Tuesday, September 29, 2009

Pepper's Place - Cheesesteak in Hawaii


Perhaps no food item is so closely identified with a city as the Philadelphia cheesesteak. For the few who do not know what it is: it is thinly sliced steak cooked on a flat top grill and placed into a long roll (the one made by the Amoroso Bakery is de rigueur). Cheese is melted on top. Believe it or not, Cheese Whiz is the traditional topping. Grilled onions are also a traditional part of a cheesesteak. It is optional, and you order a sandwich "wit'" or "wit'out" onions.

Pat's the King of Steaks on Passuyunk Ave. in Philadelphia is the original. Pasquale "Pat" Olivieri invented the cheesesteak in 1930 and the family still owns the company. A relative of the family, Rick Olivieri, has his own version, Rick's the Prince of Steaks. Other well known places are Geno's (a location also on Passyunk Ave., catty corner from Pat's), Jim's, and Tony Luke's (who was featured on an episode of Bobby Flay's Throwdown).

I had my first cheesesteak at the original Pat's several years ago. I ordered a "Whiz wit'," Cheese Whiz with grilled onions. It was an amazing experience. It is true what they say: no one ingredient is the key - it is the combination of meat, bread, cheese and onions working in complete harmony that makes the sandwich sublime.

I went back a few years ago to Rick's, when his place was in the Reading Terminal Market (he's now at the Food Court at the Bellevue). It wasn't quite as good as Pat's, but it was still excellent. Becky was with me on this visit, and she got provolone cheese, which is her preference to Cheese Whiz.

Here in Hawaii, I've had the cheesesteak at Zia's (it really isn't a cheesesteak - the bread is wrong, there is too much cheese and it's mozzarella, and they automatically add peppers; it's okay, but they shouldn't call it a Philly cheesesteak). There is a place on Kuhio Ave. in Waikiki that claims to have authentic Philadelphia cheesesteak, but it somehow fell short for me. Dave and Buster's has a cheesesteak that is surprisingly good, and actually could be the best one I've had in Hawaii.
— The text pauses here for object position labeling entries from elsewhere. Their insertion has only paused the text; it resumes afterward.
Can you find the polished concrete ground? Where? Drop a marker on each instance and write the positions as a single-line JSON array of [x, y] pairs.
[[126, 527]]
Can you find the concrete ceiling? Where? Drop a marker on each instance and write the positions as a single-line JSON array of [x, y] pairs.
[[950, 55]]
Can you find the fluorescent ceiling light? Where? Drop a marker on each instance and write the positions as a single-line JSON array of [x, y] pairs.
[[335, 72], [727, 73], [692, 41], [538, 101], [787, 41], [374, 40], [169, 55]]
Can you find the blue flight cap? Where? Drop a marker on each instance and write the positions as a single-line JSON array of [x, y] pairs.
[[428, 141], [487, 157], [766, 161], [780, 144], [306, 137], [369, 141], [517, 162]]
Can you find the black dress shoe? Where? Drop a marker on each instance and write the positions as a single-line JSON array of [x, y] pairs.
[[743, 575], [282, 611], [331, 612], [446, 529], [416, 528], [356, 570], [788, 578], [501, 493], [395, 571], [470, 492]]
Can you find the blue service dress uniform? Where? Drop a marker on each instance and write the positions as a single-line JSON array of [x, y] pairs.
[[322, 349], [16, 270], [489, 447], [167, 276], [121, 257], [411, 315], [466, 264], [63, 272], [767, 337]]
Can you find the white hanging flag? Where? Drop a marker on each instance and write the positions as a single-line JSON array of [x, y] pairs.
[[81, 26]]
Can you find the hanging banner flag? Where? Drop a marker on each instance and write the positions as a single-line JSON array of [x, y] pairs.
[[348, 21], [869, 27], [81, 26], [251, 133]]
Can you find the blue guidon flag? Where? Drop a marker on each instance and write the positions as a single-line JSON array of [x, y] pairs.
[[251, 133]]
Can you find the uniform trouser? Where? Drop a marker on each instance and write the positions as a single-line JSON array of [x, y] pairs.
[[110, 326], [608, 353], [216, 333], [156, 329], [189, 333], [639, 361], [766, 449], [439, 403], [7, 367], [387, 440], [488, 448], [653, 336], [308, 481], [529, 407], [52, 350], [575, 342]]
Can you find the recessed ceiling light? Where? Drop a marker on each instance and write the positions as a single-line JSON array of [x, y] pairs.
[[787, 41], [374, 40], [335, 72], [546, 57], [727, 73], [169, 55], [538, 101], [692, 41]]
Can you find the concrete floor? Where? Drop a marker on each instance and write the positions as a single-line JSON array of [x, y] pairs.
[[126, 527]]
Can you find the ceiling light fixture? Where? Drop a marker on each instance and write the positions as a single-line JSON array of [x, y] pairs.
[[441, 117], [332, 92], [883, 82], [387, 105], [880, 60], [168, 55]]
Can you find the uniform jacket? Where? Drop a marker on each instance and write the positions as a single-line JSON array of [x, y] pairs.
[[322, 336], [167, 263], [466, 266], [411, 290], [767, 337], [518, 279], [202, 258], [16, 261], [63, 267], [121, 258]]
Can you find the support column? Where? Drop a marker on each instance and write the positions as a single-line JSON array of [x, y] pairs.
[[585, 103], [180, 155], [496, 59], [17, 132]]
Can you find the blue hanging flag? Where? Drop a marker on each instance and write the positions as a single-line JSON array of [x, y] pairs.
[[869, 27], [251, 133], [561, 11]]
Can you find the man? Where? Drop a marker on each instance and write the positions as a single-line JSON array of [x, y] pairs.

This brings us to Pepper's Place in the Kailua Shopping Center near Times Market. Their logo proclaims it to have the world's best Philadelphia cheesesteak. I'm always skeptical when a place has to advertise that it is the world's best at something. It usually means it isn't. In fact, it often means it isn't very good at all.

In this case, Pepper's Place falls somewhere in between, although favorably so. They use an Amoroso roll, and the meat and onions are done well. They have their own proprietary blend of cheddar cheese and provolone (they claim that Cheese Whiz is too salty so they came up with this combination). This costs them some authenticity points, but I appreciate that they thought it out.

The verdict? I think that it is a good cheesesteak (you'll notice that I do not add Philadelphia to the description; I agree with a Philadelphia native in my church who says that you have to go to Philadelphia to get a Philadelphia cheesesteak), although not the world's best. It doesn't come together with the same harmony as Pat's or even Rick's, but it is enjoyable nonetheless. Pepper's Place won't quite replace the memory of cheesesteak from Philadelphia, but it does ease the pain of being so far away from one of the definitive American sandwiches from the City of Brotherly Love.

Grace and aloha,

Tom

P. S. Phileo is the Greek word for friendship or affection, aka brotherly love (hence, the first part of Philadelphia). It is one of a number of words in Greek for love. One of them is eros, or romantic love. Another is stergo, or familial love. Finally, there is agape, which is defined as Divine love or unconditional love or self-sacrificing love. Much of the time, subtlety is lost in translation from the original languages of the Bible into English.

For example, in John 21, Jesus and Peter have a conversation where Jesus asks Peter, "Do you love me?" The first two times, Jesus asks, "Do you love (agape) me?" Peter responds "Yes, Lord, I love (phileo) you." The third time, Jesus asks, "Do you love (phileo) me?" And Peter says, "You know I (phileo) you." Scholars differ greatly in their interpretation of this change in words. It is clear to me, however, that Jesus has one expectation for loving him, and Peter has another. Perhaps it is that Peter isn't quite ready or not yet able to comprehend enough to embrace the kind of self-sacrificing for which Jesus asks. Over time, however, Peter does understand and embrace agape love. It is then that he truly experiences the depth of a relationship with Christ.

I think to love (agape) Jesus is a difficult concept. It happens over time. It becomes clearer as we learn more about Christ, especially His agape for us.

1 comment:

daren said...

You certainly know how to find the good eats Tom. I smell a food column coming in midweek windward edition- by Pastor Tom Choi!!! Keep up the fabulous work! PS. Don't forget the $5 off coupon found in the Entertainment Book!